On the Non‐Specular Reflection of Plane Waves of Sound

The non‐specular or scattered reflection of plane waves of sound by various rigid, non‐absorbent non‐porous surfaces composed of either semicylindrical or hemispherical bosses (protuberances) on an infinite plane is analyzed. Exact solutions for the problem of the single boss and a plane wave at an arbitrary angle of incidence are derived through consideration of a cylinder or sphere and two simultaneously incident “image waves.” Finite patterned distributions of such bosses are then treated and the far field solution obtained subject to the restriction that the secondary excitations of the various bosses be neglected. (The equivalent problems for cylinders and spheres are also considered as well as the second‐order solution, for the cylindrical case, which takes into account the interaction of neighboring elements.) These solutions are found to contain the characteristic Fraunhofer terms for a grating or lattice.
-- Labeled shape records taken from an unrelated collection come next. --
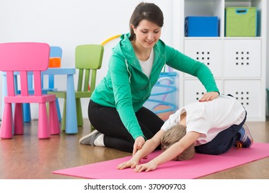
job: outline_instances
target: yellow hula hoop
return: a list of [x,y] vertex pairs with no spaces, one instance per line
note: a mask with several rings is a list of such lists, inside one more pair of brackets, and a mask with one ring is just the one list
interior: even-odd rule
[[109,39],[108,39],[105,40],[104,41],[103,41],[103,42],[101,43],[101,45],[105,45],[106,43],[107,43],[108,41],[110,41],[112,40],[112,39],[116,39],[116,38],[119,37],[121,35],[121,34],[117,34],[117,35],[113,36],[113,37],[110,37]]

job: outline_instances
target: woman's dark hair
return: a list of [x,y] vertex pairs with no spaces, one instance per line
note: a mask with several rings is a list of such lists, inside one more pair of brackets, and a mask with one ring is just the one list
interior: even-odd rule
[[163,26],[163,12],[157,6],[155,3],[140,3],[135,8],[130,19],[130,41],[135,39],[135,34],[130,26],[131,24],[136,28],[143,19],[156,23],[161,28]]

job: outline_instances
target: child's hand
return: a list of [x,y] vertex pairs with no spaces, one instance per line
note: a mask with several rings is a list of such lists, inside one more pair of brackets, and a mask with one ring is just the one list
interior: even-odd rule
[[135,139],[134,148],[132,150],[132,156],[135,154],[138,150],[142,148],[143,145],[145,143],[145,139],[140,136]]
[[134,168],[137,165],[138,163],[139,162],[137,161],[132,161],[132,159],[130,159],[128,161],[119,164],[116,168],[119,170],[123,170],[127,167]]
[[135,167],[134,172],[141,172],[143,171],[150,172],[151,170],[155,170],[157,168],[157,164],[155,164],[154,163],[152,163],[150,161],[147,163],[137,165]]

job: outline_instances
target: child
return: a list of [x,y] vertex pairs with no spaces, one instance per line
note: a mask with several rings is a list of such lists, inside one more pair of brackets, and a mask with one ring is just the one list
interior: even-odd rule
[[[186,105],[170,115],[161,130],[130,161],[117,168],[130,167],[134,172],[148,172],[172,159],[190,159],[195,152],[217,155],[233,146],[249,148],[253,139],[244,125],[246,114],[230,95]],[[139,164],[161,143],[163,152],[160,155],[147,163]]]

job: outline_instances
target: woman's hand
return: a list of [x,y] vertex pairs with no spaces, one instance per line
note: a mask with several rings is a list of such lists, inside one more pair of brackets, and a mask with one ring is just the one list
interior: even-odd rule
[[203,94],[203,96],[199,100],[199,102],[208,102],[219,97],[219,92],[209,92]]
[[139,136],[135,139],[134,148],[132,150],[132,156],[135,154],[138,150],[142,148],[143,145],[145,143],[145,139],[142,136]]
The asymptotic solutions for the single bosses (Kr≫1, Ka<1) are then extended to consider both finite and infinite uniform random distributions. The solutions for the finite distributions are found to contain the characteristic Fraunhofer terms for similarly shaped apertures. The solutions for the infinite distributions (of semicylinders or hemispheres) are found to be remarkably similar when expressed in terms of the volumetric departure from the plane per cm² of distribution. Some extensions and ramifications of the results are also considered.